I must say, it was just kind a letdown for me that they didn’t even try to break away from the GTA format even a bit. The buttons for getting on and off your horse, and for punching someone in the mouth (much needed in all Rockstar Games, given their propensity for creating back talkin’ peripheral characters) correspond to all of the GTA games. This in combination with following those single letter icons on a circular map to find the next bump forward in the very linear narrative was just a little too familiar for me.
But here I am trash talking a game that for all intents and purposes has done a pretty good thing. I think they really did deliver a playable game here, it’s just that I often have hopes that a company that has had such a revolutionary track record will be able to repeat its past ground breaking and give us something previously unseen again. This, I realize as I say it, is probably very unrealistic. Okay, now that I’ve cleared that out of my system I do have some more good things to say about the game, really.
Visually the game was breathtaking and not in a way where they did something totally new with the graphics (they were pretty sweet though), no it was more something that Rockstar did with the mood or the feel of the game. The music was perfect and the landscape was drab and dusty, almost a sepia tone thing going on there. The way the protagonist walked suggested that, even with all this crazy shit going on in the world we have to take it as it comes, because that’s how it’s done in the West. Great attention to detail was paid to the stark furnishings and emerging newfangled technology, like the telephone. Doing a period piece can really pay off if attention to detail is focused on the right things, the artists at Rockstar came through for us, all the way from the landscape artists to the character designers.
The story is good enough. You are a retired outlaw with a real ugly face that is being extorted by the soulless Federal government to hunt down the old members of your gang. This takes John Marston (that’s you) from the little border county, where the game starts, across to Mexico for a spell, where he gets caught up fighting on both sides of a civil dispute. Then back up to the States to track down the old leader of the gang.
The thing that this game has is a silly amount of is little side stuff. If you are a collector, be prepared to spend the foreseeable future holed up in your mom’s basement with a chamber pot and a cheesy poof feeding tube. To start there’s the games like poker, black jack, horseshoes, that one where you stab your hand with a knife and probably more, I stopped looking for them after a while. Then there’s the herb collecting… Sweet zombie Jesus… so many herbs. Oh and don’t forget hunting, the old west was littered with live animals to shoot and skin. On top of all this, it seemed like every fifth person I passed by was either genuinely being robbed or trying to lure me into some kind of trap.
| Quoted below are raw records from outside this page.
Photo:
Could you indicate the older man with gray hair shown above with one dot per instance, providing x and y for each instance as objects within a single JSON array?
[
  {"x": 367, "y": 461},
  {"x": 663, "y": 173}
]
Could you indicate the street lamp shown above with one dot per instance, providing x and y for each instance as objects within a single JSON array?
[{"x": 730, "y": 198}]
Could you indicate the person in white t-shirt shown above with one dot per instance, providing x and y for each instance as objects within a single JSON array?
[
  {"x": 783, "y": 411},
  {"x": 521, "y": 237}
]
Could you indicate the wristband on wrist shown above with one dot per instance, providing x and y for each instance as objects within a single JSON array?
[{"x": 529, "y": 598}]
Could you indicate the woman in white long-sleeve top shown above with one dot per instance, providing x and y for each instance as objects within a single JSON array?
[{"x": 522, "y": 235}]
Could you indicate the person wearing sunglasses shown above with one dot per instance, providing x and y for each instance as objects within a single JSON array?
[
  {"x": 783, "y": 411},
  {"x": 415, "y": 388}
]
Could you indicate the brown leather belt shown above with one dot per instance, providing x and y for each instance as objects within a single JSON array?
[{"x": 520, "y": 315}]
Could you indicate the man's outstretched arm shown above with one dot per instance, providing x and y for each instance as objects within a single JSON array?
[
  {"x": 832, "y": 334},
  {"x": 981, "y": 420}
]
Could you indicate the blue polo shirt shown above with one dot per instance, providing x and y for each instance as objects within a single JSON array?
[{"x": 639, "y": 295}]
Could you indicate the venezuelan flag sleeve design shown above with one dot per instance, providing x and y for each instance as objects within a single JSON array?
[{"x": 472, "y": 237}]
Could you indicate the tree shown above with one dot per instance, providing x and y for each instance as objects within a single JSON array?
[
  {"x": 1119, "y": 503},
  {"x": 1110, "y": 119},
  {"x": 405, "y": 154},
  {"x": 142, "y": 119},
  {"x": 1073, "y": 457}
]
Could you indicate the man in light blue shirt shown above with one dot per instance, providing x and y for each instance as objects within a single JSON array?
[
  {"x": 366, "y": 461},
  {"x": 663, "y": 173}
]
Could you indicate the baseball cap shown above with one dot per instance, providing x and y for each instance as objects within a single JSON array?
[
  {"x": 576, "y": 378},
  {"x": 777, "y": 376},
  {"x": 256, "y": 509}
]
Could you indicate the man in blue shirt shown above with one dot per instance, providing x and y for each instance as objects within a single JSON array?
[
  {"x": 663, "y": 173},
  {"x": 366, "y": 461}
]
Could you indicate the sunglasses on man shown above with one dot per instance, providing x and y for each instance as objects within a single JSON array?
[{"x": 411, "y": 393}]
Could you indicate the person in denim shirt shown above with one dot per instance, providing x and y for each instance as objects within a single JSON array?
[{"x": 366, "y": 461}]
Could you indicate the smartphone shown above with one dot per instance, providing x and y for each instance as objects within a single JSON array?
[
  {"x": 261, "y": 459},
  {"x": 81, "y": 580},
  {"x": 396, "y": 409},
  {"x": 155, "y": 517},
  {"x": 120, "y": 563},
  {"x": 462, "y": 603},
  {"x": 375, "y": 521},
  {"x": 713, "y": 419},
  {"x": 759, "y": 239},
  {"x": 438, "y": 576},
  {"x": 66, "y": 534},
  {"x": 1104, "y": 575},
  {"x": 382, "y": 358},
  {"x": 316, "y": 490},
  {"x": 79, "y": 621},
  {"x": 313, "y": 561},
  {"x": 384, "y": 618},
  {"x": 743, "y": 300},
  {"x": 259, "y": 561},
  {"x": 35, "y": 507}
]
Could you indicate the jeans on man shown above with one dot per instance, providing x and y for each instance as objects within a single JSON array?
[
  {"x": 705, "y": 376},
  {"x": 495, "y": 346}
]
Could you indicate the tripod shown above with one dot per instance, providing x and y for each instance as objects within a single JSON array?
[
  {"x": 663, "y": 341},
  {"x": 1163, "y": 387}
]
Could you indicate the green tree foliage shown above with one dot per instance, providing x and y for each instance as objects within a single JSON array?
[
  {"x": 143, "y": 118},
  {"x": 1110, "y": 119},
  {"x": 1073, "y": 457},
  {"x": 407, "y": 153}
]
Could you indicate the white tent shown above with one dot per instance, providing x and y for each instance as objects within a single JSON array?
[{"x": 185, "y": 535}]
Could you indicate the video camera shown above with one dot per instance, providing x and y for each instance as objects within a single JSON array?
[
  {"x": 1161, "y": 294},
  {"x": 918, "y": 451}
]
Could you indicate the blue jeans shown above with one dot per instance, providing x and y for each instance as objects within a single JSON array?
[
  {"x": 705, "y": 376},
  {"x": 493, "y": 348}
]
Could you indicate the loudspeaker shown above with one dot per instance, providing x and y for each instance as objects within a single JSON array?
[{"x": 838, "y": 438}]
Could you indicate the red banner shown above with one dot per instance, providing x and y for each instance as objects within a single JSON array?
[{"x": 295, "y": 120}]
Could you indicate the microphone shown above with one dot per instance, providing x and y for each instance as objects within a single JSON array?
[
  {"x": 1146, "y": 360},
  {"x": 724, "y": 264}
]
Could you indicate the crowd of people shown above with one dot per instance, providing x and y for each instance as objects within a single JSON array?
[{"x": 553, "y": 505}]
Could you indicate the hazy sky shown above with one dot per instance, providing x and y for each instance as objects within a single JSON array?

This last element was where I think the game really came into its own. What was delivered better than anything I have ever seen before was a feeling of immersion in the world they created. All the time as you ride around, there are people doing stuff. People are setting up camps, riding around, or just going about their well programmed lives. I definitely got the sense that when I left a town or ranch for a while, life had carried on without me. The exception to this being the plot points, those remained frozen in time until I was kind enough to come and activate them. This, of course, was completely dependent on how much peripheral action I decided to engage in along the way. A memorable moment in the game for me came when I was walking around town, minding my own business and a gang of thugs came galloping though dragging a woman behind them. Feeling compelled to do right by her (I don’t think I would have got involved if it was a guy being dragged) I started shooting everyone on horseback I could see. Before long, I had shot a marshal and was being chased out of town, never having a chance to buy what I came in for in the first place.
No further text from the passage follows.